Oxygen reduction reaction process of LaNi_0.6Fe_0.4O_{3 − δ} film – porous Ce_0.9Gd_0.1O_1.95 heterostructure electrode

Relevant factors affecting an oxygen reduction reaction (ORR) in a heterostructure electrode comprising a Ce_0.9Gd_0.1O_1.95 porous layer on LaNi_0.6Fe_0.4O_{3 − δ} film electrode were evaluated using electrochemical impedance spectroscopy and isotope depth profile analyses. Despite the LaNi_0.6Fe_0.4O_{3 − δ} film – porous Ce_0.9Gd_0.1O_1.95 electrode having higher interfacial conductivity, σ_E, compared to a bare LaNi_0.6Fe_0.4O_{3 − δ} film electrode, σ_E behavior as a function of p(O₂) was similar to each measured temperature. This exhibits a good correlation with the isotopic oxygen depth profile analysis where the evaluated surface oxygen exchange coefficient, k*, showed enhancement compared to bare LaNi_0.6Fe_0.4O_{3 − δ} film and exhibited the same behavior on p(O₂).

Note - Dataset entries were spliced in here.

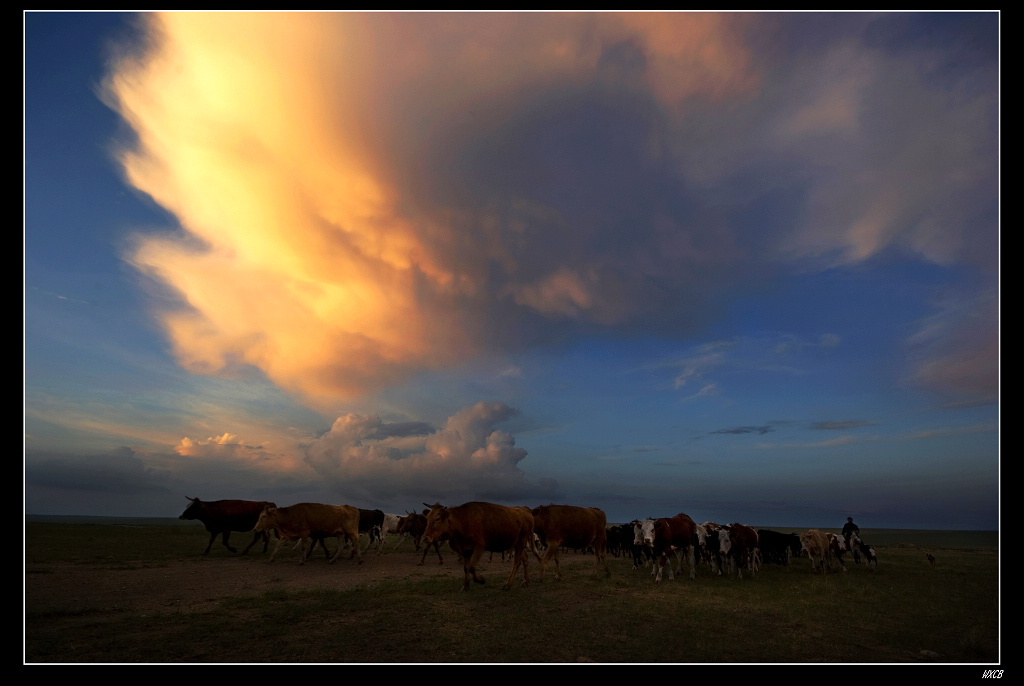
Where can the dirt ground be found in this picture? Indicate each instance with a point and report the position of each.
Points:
(188, 583)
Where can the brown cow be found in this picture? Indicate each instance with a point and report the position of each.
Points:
(416, 524)
(222, 517)
(816, 545)
(307, 521)
(570, 526)
(741, 549)
(475, 527)
(673, 534)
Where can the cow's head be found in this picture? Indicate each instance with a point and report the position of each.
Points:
(724, 540)
(267, 519)
(437, 523)
(194, 510)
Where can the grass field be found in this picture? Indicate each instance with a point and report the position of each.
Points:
(904, 611)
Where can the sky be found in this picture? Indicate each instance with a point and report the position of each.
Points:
(739, 265)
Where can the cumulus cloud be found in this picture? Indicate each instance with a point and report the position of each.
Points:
(228, 448)
(363, 197)
(468, 457)
(841, 425)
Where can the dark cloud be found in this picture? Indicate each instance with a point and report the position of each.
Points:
(745, 429)
(841, 425)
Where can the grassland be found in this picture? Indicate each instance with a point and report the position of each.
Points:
(141, 593)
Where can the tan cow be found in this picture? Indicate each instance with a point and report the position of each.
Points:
(742, 549)
(308, 521)
(475, 527)
(570, 526)
(673, 534)
(816, 545)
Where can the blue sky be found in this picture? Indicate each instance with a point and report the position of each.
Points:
(739, 265)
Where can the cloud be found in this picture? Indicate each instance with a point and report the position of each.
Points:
(364, 197)
(120, 471)
(467, 458)
(745, 429)
(955, 351)
(842, 425)
(272, 456)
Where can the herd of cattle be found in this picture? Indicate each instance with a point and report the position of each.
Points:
(473, 528)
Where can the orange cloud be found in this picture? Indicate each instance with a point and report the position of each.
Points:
(286, 143)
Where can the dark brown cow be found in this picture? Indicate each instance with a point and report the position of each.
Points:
(222, 517)
(570, 526)
(816, 545)
(742, 549)
(674, 534)
(308, 521)
(475, 527)
(415, 524)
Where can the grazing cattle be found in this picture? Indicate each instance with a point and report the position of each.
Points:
(415, 524)
(641, 552)
(777, 548)
(741, 548)
(674, 534)
(859, 549)
(571, 526)
(475, 527)
(837, 549)
(222, 517)
(816, 545)
(308, 521)
(369, 519)
(390, 525)
(710, 537)
(821, 548)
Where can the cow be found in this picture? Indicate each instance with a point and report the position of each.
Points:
(860, 548)
(572, 526)
(415, 524)
(740, 546)
(368, 520)
(711, 537)
(817, 544)
(474, 527)
(222, 517)
(837, 549)
(777, 548)
(641, 553)
(390, 525)
(674, 534)
(308, 521)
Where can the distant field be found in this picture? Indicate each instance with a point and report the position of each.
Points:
(126, 591)
(877, 537)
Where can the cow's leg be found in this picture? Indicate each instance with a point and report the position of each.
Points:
(355, 547)
(213, 537)
(273, 554)
(469, 567)
(227, 545)
(519, 557)
(256, 537)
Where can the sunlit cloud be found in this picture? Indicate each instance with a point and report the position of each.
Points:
(228, 449)
(363, 197)
(361, 454)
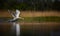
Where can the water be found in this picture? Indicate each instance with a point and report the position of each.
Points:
(28, 29)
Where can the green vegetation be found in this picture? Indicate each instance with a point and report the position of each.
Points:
(38, 19)
(42, 19)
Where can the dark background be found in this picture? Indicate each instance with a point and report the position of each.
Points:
(30, 4)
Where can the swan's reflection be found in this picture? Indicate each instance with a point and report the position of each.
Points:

Based on the analyses, there are two plausible reasons for this enhancement: (a) the formation of triple phase boundaries at the junction of LaNi_0.6Fe_0.4O_{3 − δ} film, porous Ce_0.9Gd_0.1O_1.95, and gas phase, where the incorporation process during an ORR process takes place via the porous Ce_0.9Gd_0.1O_1.95; and (b) a modification of the subsurface layer just below the film surface where the presence of diffused Ce and Gd appears to accelerate the ORR process.